The four-legged robot is first trained to move around different environments in a simulator, so it has a general idea of what walking in a park or up and down stairs is like. When it’s deployed in the real world, visuals from a single camera in front of the robot guide its movement. The robot learns to adjust its gait to navigate things like stairs and uneven ground using reinforcement learning, an AI technique that allows systems to improve through trial and error.
Removing the need for an internal map makes the robot more robust because it is no longer constrained by potential errors in a map, says Deepak Pathak, an assistant professor at Carnegie Mellon, who was part of the team.
It is extremely difficult for a robot to translate raw pixels from a camera into the kind of precise and balanced movement needed to navigate its surroundings, says Jie Tan, a research scientist at Google, who was not involved in the study. He says the work is the first time he’s seen a small and low-cost robot demonstrate such impressive mobility.

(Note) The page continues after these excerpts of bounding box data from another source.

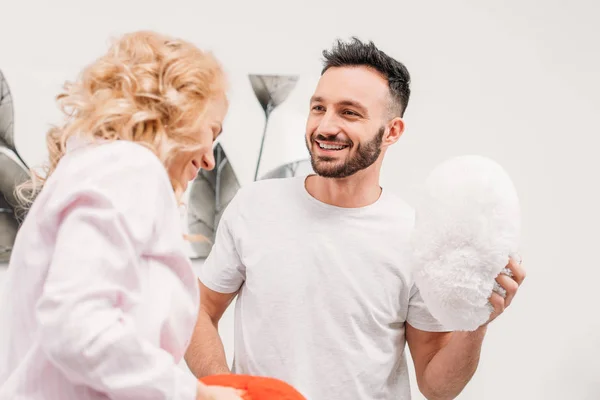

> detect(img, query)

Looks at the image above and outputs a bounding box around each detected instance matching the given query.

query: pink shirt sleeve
[36,147,197,400]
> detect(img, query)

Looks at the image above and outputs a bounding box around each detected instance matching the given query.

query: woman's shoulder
[47,140,175,209]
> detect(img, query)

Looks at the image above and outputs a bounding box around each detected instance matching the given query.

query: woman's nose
[200,150,215,171]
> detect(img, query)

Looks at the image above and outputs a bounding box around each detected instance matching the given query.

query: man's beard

The team has achieved a “breakthrough in robot learning and autonomy,” says Guanya Shi, a researcher at the University of Washington who studies machine learning and robotic control, who also was not involved in the research.

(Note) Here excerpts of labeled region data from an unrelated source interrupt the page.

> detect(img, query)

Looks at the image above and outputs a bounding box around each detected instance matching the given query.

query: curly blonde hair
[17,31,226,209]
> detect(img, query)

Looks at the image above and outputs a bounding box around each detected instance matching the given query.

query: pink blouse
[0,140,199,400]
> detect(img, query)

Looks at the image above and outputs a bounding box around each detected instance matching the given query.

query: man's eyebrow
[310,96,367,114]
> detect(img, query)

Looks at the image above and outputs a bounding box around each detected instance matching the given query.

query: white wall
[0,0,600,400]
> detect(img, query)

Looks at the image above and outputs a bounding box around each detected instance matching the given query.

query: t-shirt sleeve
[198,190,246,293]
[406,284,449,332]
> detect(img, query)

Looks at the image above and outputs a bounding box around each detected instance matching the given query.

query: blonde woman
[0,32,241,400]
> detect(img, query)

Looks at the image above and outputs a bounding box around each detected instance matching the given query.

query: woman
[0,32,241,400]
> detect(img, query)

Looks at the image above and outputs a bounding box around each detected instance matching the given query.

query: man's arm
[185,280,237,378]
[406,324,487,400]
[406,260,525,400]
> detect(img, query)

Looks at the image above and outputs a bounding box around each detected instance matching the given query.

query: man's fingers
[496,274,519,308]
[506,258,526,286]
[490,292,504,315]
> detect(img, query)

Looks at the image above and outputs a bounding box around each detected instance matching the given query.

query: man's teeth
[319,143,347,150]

Akshara Rai, a research scientist at Facebook AI Research who works on machine learning and robotics, and was not involved in this work, agrees.
“This work is a promising step toward building such perceptive-legged robots and deploying them in the wild,” says Rai.

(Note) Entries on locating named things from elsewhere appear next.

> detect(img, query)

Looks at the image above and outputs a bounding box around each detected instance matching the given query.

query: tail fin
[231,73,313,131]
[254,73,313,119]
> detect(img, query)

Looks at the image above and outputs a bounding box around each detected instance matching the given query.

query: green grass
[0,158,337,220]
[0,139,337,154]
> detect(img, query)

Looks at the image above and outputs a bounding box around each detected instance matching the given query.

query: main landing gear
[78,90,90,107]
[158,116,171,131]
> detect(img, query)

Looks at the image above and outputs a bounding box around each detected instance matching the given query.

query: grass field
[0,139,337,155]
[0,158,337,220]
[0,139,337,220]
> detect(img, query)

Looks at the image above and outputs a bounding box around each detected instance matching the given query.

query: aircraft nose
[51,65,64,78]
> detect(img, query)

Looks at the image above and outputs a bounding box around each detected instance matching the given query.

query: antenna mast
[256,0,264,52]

However, while the team’s work is helpful for improving how the robot walks, it won’t help the robot work out where to go in advance, Rai says. “Navigation is important for deploying robots in the real world,” she says.
More work is needed before the robot dog will be able to prance around parks or fetch things in the house. While the robot may understand depth through its front camera, it cannot cope with situations such as slippery ground or tall grass, Tan says; it could step into puddles or get stuck in the mud.